Case 1: a 77-year-old male presented with low back pain and high fever. He was diagnosed with spondylodiscitis at L4-5. He had a history of lung cancer, which was complicated by the recurrence. Because non-surgical treatment failed, MISt with percutaneous S2AI screws was performed. The patient’s low back pain subsided markedly one week after surgery, and there was no screw/rod breakage or recurrence of infection during follow-up period.

Case 2: a 71-year-old male presented with hemiparesis due to a stroke. He also developed high fever and was diagnosed with spondylodiscitis at L5-S. Because non-surgical treatment failed, the patient was treated by MISt with percutaneous S2AI screws while being maintained on anticoagulants for stroke. Although his clinical symptoms had markedly improved, a postoperative lumbar computed tomography demonstrated a bone defect at L5-S. An anterior spinal fusion with an iliac bone graft at L5-S was performed when a temporary cessation of anticoagulants was permitted. Both patients tolerated the procedures well, and had no major perioperative complications.
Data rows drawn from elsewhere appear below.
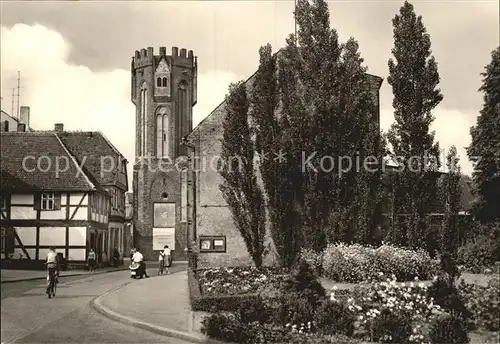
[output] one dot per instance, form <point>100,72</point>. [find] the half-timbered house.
<point>49,197</point>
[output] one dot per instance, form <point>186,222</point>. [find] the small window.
<point>3,202</point>
<point>215,244</point>
<point>48,201</point>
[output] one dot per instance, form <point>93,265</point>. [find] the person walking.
<point>91,260</point>
<point>167,257</point>
<point>161,263</point>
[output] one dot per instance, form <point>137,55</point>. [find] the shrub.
<point>304,284</point>
<point>255,310</point>
<point>314,259</point>
<point>483,302</point>
<point>389,327</point>
<point>295,310</point>
<point>449,329</point>
<point>333,317</point>
<point>225,327</point>
<point>447,296</point>
<point>483,251</point>
<point>356,263</point>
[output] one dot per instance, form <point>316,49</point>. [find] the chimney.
<point>25,115</point>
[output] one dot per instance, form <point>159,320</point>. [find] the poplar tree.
<point>281,176</point>
<point>414,77</point>
<point>240,189</point>
<point>484,150</point>
<point>452,193</point>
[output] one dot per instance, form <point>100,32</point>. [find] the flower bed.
<point>238,280</point>
<point>357,263</point>
<point>387,312</point>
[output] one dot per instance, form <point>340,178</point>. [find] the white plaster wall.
<point>27,235</point>
<point>76,254</point>
<point>55,236</point>
<point>21,199</point>
<point>59,214</point>
<point>22,213</point>
<point>81,213</point>
<point>75,198</point>
<point>77,236</point>
<point>19,254</point>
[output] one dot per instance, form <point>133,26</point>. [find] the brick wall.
<point>213,216</point>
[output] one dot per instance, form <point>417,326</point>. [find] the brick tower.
<point>164,93</point>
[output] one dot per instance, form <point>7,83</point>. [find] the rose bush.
<point>238,280</point>
<point>483,302</point>
<point>357,263</point>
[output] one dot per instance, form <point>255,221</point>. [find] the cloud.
<point>60,92</point>
<point>452,128</point>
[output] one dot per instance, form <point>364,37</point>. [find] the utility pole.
<point>18,94</point>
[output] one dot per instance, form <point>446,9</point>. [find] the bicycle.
<point>52,287</point>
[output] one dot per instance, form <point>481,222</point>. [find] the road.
<point>29,316</point>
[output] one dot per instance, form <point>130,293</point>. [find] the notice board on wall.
<point>162,237</point>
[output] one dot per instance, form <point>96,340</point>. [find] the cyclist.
<point>52,266</point>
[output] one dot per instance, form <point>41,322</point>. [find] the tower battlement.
<point>145,57</point>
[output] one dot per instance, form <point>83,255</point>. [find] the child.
<point>161,263</point>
MISt with percutaneous S2AI screws was less invasive and efficacious for lumbosacral spondylodiscitis in providing rigid percutaneous sacropelvic fixation 8).


1)

Janssen IK, Jörger AK, Barz M, Sarkar C, Wostrack M, Meyer B. Minimally invasive posterior pedicle screw fixation versus open instrumentation in patients with thoracolumbar spondylodiscitis. Acta Neurochir (Wien). 2021 Mar 3. doi: 10.1007/s00701-021-04744-z. Epub ahead of print. PMID: 33655377.
2)

Fu T.-S., Chen L.-H., Chen W.-J. Minimally invasive percutaneous endoscopic discectomy and drainage for infectious spondylodiscitis. Biomedical Journal. 2013;36(4):168–174. doi: 10.4103/2319-4170.112742.
3)

Ito M., Abumi K., Kotani Y., Kadoya K., Minami A. Clinical outcome of posterolateral endoscopic surgery for pyogenic spondylodiscitis: results of 15 patients with serious comorbid conditions. Spine. 2007;32(2):200–206. doi: 10.1097/01.brs.0000251645.58076.96.
4)

Yang S.-C., Fu T.-S., Chen H.-S., Kao Y.-H., Yu S.-W., Tu Y.-K. Minimally invasive endoscopic treatment for lumbar infectious spondylitis: a retrospective study in a tertiary referral center. BMC Musculoskeletal Disorders. 2014;15(1, article 105) doi: 10.1186/1471-2474-15-105.
5) , 6)

Blizzard DJ, Hills CP, Isaacs RE, Brown CR. Extreme lateral interbody fusion with posterior instrumentation for spondylodiscitis. J Clin Neurosci. 2015 Jun 29. pii: S0967-5868(15)00282-9. doi: 10.1016/j.jocn.2015.05.021. [Epub ahead of print] PubMed PMID: 26138052.
7)

Lin Y, Li F, Chen W, Zeng H, Chen A, Xiong W. Single-level lumbar pyogenic spondylodiscitis treated with mini-open anterior debridement and fusion in combination with posterior percutaneous fixation via a modified anterior lumbar interbody fusion approach. J Neurosurg Spine. 2015 Sep 4:1-7. [Epub ahead of print] PubMed PMID: 26340382.
8)

Funao H, Kebaish KM, Isogai N, Koyanagi T, Matsumoto M, Ishii K. Utilization of a technique of percutaneous S2-alar-iliac fixation in immunocompromised patients with spondylodiscitis: Two case reports. World Neurosurg. 2016 Oct 15. pii: S1878-8750(16)31006-3. doi: 10.1016/j.wneu.2016.10.018. PubMed PMID: 27756675.